Compensated absences which are not expected to occur within twelve
months after the end of the year in which the employee renders the related
services are recognized as a liability at the present value of the estimated
liability for leave as a result of services rendered by employees, which is
determined at each balance sheet date based on an actuarial valuation by an
independent actuary using the projected unit credit method. The discount
rates used for determining the present value of the obligation under other
long term employee benefits, are based on the market yields on Government
of India securities as at the balance sheet date. Re-measurement gains and
losses are recognized immediately in the Statement of profit and loss.

The Company presents the above liability/(asset) as current and non-current
in the balance sheet as per actuarial valuation by the independent actuary.

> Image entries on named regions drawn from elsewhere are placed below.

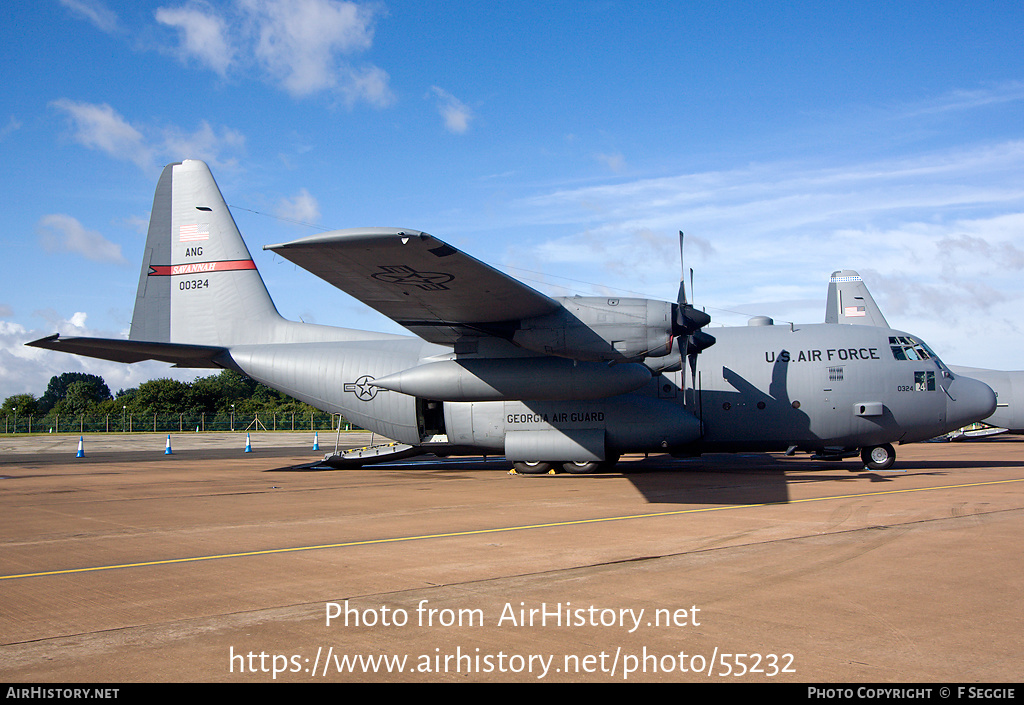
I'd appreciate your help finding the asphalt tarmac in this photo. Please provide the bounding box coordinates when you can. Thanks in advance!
[0,433,1024,683]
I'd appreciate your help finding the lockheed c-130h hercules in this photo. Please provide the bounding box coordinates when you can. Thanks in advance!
[29,160,995,473]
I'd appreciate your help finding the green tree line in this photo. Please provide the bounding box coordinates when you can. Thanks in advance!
[0,370,348,429]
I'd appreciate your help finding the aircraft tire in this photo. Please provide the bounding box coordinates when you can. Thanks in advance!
[860,443,896,470]
[512,460,551,474]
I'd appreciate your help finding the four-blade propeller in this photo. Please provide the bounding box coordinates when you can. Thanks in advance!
[672,231,715,387]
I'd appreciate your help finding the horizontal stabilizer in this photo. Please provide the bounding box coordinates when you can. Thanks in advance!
[263,227,560,345]
[26,333,227,368]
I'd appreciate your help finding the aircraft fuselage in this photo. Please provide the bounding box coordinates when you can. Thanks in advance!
[224,325,989,460]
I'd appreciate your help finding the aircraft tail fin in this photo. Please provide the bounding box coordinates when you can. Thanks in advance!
[128,160,284,346]
[825,269,889,328]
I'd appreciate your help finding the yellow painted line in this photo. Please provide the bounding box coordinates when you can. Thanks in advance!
[0,478,1024,580]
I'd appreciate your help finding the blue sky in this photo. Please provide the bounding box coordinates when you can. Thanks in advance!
[0,0,1024,399]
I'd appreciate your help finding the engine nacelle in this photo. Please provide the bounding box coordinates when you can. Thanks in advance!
[512,296,672,362]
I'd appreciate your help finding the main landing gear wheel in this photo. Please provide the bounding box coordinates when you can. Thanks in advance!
[562,453,618,474]
[860,443,896,470]
[512,460,551,474]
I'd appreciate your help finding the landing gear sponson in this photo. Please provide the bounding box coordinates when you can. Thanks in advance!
[512,455,618,474]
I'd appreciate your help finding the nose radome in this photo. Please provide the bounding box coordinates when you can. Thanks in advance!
[946,375,995,426]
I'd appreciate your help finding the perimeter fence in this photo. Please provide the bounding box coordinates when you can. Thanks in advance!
[2,412,359,433]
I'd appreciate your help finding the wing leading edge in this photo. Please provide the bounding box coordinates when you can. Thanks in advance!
[263,227,560,345]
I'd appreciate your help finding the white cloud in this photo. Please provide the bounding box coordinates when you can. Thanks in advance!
[431,86,473,134]
[157,120,246,169]
[50,98,154,169]
[156,0,394,108]
[501,141,1024,369]
[36,213,127,264]
[156,4,234,77]
[594,152,626,173]
[60,0,118,34]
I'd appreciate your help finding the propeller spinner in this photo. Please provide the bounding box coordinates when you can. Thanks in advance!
[672,231,715,386]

(iv) Employee Stock Option Plan

Equity-settled plans are accounted at fair value as at the grant date. The
fair value of the share-based option is determined at the grant date using a
market-based option valuation model (Black Scholes Option Valuation Model).
The fair value of the option is recorded as compensation expense amortized
over the vesting period of the options, with a corresponding increase in
Reserves and Surplus under the head Employee Stock Option account. On
exercise of the option, the proceeds are recorded as share capital.

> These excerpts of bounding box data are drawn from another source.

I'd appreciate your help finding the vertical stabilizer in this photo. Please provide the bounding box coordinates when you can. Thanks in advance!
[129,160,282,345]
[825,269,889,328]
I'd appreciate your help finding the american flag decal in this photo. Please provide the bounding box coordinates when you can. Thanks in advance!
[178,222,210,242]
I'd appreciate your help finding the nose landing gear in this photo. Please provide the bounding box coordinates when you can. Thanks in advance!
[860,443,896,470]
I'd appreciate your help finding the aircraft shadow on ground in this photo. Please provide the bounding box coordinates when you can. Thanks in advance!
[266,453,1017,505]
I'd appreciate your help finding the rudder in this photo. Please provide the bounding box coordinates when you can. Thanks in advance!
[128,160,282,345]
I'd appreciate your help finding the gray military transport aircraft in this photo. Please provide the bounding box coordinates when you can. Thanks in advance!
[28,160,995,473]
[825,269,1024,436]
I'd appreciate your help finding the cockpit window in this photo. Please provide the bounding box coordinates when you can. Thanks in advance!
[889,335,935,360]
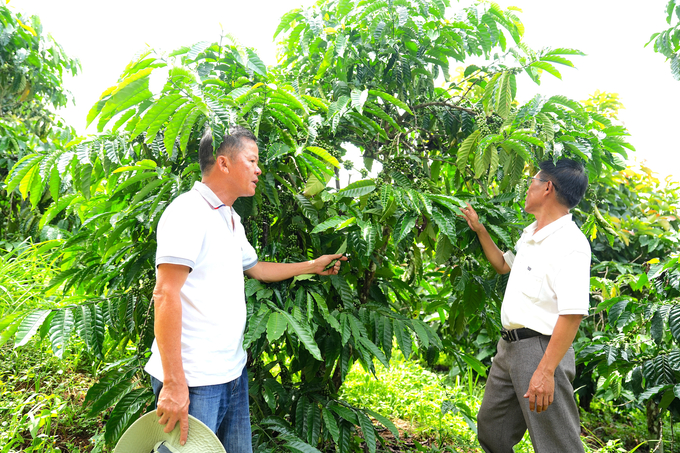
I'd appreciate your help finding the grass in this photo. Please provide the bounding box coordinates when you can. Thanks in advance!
[0,341,105,453]
[342,353,680,453]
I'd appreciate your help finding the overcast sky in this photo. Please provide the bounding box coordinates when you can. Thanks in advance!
[9,0,680,180]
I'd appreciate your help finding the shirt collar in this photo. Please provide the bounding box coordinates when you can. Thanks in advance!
[193,181,226,209]
[193,181,241,222]
[524,214,571,242]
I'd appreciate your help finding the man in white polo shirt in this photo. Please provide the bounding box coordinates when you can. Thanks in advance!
[462,159,590,453]
[145,127,347,453]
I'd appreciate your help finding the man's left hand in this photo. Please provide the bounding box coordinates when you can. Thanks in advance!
[524,369,555,413]
[312,254,347,275]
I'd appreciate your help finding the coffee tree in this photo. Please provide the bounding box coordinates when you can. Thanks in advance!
[0,0,632,452]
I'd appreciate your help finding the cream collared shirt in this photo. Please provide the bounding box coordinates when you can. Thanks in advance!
[501,214,591,335]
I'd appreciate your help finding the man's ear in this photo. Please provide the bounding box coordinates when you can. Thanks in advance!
[216,154,229,173]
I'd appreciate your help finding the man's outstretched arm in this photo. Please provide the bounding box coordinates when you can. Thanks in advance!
[245,255,347,282]
[459,203,510,274]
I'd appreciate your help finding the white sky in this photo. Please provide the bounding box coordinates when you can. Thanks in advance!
[9,0,680,180]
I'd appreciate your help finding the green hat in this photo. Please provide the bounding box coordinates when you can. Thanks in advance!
[113,411,226,453]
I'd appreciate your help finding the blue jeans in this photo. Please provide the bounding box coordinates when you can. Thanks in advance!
[151,367,253,453]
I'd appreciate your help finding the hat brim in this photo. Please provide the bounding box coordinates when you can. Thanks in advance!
[113,411,226,453]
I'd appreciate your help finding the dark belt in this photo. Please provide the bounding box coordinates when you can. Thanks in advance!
[501,327,550,342]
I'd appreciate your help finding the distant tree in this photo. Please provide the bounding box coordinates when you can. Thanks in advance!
[0,2,80,241]
[645,0,680,80]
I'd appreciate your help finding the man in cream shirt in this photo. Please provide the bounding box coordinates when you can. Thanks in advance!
[462,159,591,453]
[145,127,347,453]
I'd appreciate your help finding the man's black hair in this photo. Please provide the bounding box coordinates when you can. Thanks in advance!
[538,159,588,209]
[198,126,257,174]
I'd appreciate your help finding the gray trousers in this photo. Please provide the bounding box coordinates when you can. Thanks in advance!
[477,336,584,453]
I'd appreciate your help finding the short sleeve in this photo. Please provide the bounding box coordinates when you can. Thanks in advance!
[553,251,590,315]
[241,236,257,271]
[156,199,205,270]
[503,250,515,269]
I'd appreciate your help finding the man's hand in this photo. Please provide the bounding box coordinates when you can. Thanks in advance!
[312,254,347,275]
[156,383,189,445]
[524,367,555,413]
[458,203,484,233]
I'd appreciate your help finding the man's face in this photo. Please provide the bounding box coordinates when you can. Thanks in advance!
[524,171,548,214]
[225,139,262,197]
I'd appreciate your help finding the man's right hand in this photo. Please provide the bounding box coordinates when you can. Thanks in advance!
[156,383,189,445]
[458,203,484,233]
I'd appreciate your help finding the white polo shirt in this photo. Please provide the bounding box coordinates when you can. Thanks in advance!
[145,182,257,387]
[501,214,591,335]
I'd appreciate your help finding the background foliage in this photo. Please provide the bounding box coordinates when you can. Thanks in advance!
[647,0,680,80]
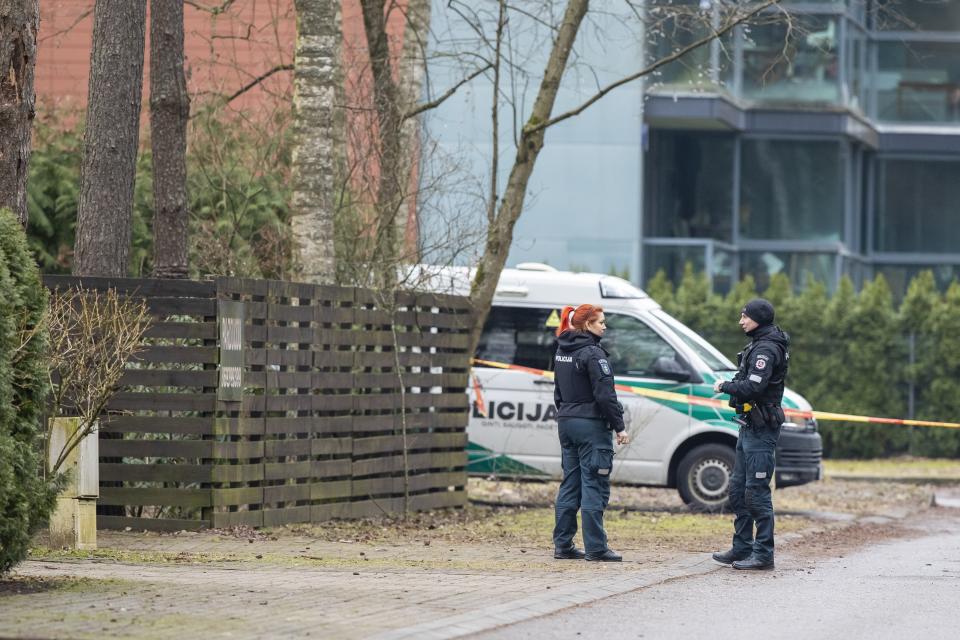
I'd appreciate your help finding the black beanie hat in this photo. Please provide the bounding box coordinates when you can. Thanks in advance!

The cumulative expense recognized for equity-settled transactions at each
reporting date until the vesting date reflects the extent to which the vesting
period has expired and the Company's best estimate of the number of equity
instruments that will ultimately vest. The charge or credit to the Statement
of Profit and Loss for a period represents the movement in cumulative
expense recognized as at the beginning and end of that period and is
recognized in employee benefits expense.

Service and non-market performance conditions are not taken into account
when determining the grant date fair value of options, but the likelihood of
the conditions being met is assessed as part of the Company's best estimate
of the number of equity instruments that will ultimately vest.